Camarillo insisted that this reduction, framed as an alternative to relaxing standards for new recruits, “is not a budget driven decision,” but merely a response to “the particular conditions of a very tight labor market” and the Army’s “ability to recruit and attract talent.” He added that “we don’t anticipate that it is a lasting change.”
But critics have noted several factors omitted from the official presentation. Breitbart reports that Retired Army Lt. Gen. Thomas Spoehr, director of the Heritage Foundation’s Center for National Defense, says he is “unaware of a situation where the Army has cut its end strength in response to a negative recruiting outlook,” and that “if the Biden administration was not holding the Army’s budget below the level of inflation, I am not sure they would have had to resort to cutting their end strength.”
Along with the impact of economic and health factors, Spoehr also noted that the Biden administration’s “disastrous withdrawal from Afghanistan has also caused some to question our military and their competence,” as well as the “sense among the American public that the military is becoming increasingly political and that topics such as race and gender equity, critical race theory, and wokeism in general are commanding more attention, at the cost of readiness.”
Breitbart notes that Gallup and Ronald Reagan Institute polls both show that the public has lost confidence in the military’s leaders, which presumably also has a significant effect on prospective soldiers’ willingness to sign up.
Another major factor is those leaders’ insistence on forcing COVID-19 vaccines on current servicemembers, despite persistent unresolved doubts about the shots’ necessity, effectiveness, and safety.

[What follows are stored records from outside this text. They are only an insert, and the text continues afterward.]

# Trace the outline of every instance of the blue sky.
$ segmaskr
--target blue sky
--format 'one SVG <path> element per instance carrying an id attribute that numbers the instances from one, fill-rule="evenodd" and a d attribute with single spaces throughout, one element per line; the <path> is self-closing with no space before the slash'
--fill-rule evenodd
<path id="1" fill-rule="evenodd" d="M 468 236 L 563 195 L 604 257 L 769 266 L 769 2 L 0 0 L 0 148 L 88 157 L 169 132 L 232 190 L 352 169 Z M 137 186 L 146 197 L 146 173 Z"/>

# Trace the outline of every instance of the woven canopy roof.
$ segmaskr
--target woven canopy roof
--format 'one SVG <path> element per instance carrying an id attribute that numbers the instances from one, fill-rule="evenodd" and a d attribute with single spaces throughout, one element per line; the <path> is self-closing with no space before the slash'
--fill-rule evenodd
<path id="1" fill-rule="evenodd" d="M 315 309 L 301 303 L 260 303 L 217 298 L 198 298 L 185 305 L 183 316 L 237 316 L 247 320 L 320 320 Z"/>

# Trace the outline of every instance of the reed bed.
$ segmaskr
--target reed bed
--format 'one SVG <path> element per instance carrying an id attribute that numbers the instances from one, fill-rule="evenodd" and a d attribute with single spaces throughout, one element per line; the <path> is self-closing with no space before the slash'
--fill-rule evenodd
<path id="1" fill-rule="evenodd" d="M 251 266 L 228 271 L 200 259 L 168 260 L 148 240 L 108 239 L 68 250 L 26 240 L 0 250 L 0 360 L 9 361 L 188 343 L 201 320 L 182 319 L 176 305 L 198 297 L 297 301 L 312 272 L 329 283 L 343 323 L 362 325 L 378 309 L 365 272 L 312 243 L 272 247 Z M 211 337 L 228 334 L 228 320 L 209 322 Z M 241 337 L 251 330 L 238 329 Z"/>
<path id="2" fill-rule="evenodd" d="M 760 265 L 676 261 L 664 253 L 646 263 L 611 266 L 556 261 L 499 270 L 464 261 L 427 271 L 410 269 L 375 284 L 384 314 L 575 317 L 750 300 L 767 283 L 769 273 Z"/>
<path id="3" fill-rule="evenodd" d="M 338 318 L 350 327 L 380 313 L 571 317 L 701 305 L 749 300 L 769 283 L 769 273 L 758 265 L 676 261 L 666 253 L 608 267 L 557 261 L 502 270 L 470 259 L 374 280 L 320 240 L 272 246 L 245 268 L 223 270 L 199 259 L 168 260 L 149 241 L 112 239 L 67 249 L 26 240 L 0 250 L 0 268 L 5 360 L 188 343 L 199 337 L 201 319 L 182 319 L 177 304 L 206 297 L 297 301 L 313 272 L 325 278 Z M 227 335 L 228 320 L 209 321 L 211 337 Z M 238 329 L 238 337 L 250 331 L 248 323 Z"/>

Last August, U.S. Secretary of Defense Lloyd Austin directed the secretaries of all military branches to “immediately begin full [COVID] vaccination of all members of the Armed Forces” and “impose ambitious timelines for implementation.” The vast majority of service members complied, but tens of thousands remain unvaccinated, with many seeking exemptions.
Several thousand have secured exemptions for non-religious reasons, but the military has been largely unwilling to approve religious exemptions to the shots, all of which were either developed or tested with the use of fetal cells from aborted babies. In December, the military began discharging soldiers for vaccine refusal.
While defenders of vaccine mandates are quick to point out that the military has long required soldiers to vaccinate against a range of diseases due to the harsh and exotic locales soldiers are sent to for extended periods of time and the close quarters they typically share with one another, previous vaccines were typically subjected to far more evaluation and development time before being put into widespread use than the COVID shots received during their accelerated clinical trials.
In late February, during a COVID-19 vaccine hearing held by US Sen. Ron Johnson (R-WI), attorney Thomas Renz presented medical billing data from the Pentagon’s Defense Medical Epidemiology Database (DMED) showing that 2021 saw drastic spikes in a variety of diagnoses for serious medical issues over the previous five-year average, including hypertension (2,181%), neurological disorders (1,048%), multiple sclerosis (680%), Guillain-Barre syndrome (551%), breast cancer, 487%), female infertility (472%), pulmonary embolism (468%), migraines (452%), ovarian dysfunction (437%), testicular cancer (369%), and tachycardia (302%).
In a statement to left-wing “fact-checking” outlet PolitiFact, the Defense Health Agency’s Armed Forces Surveillance Division spokesperson Peter Graves confirmed the existence of the records but claimed that a conveniently-timed “data corruption” glitch made the pre-2021 numbers appear far lower than the actual numbers of cases for those years, which PolitiFact took at face value.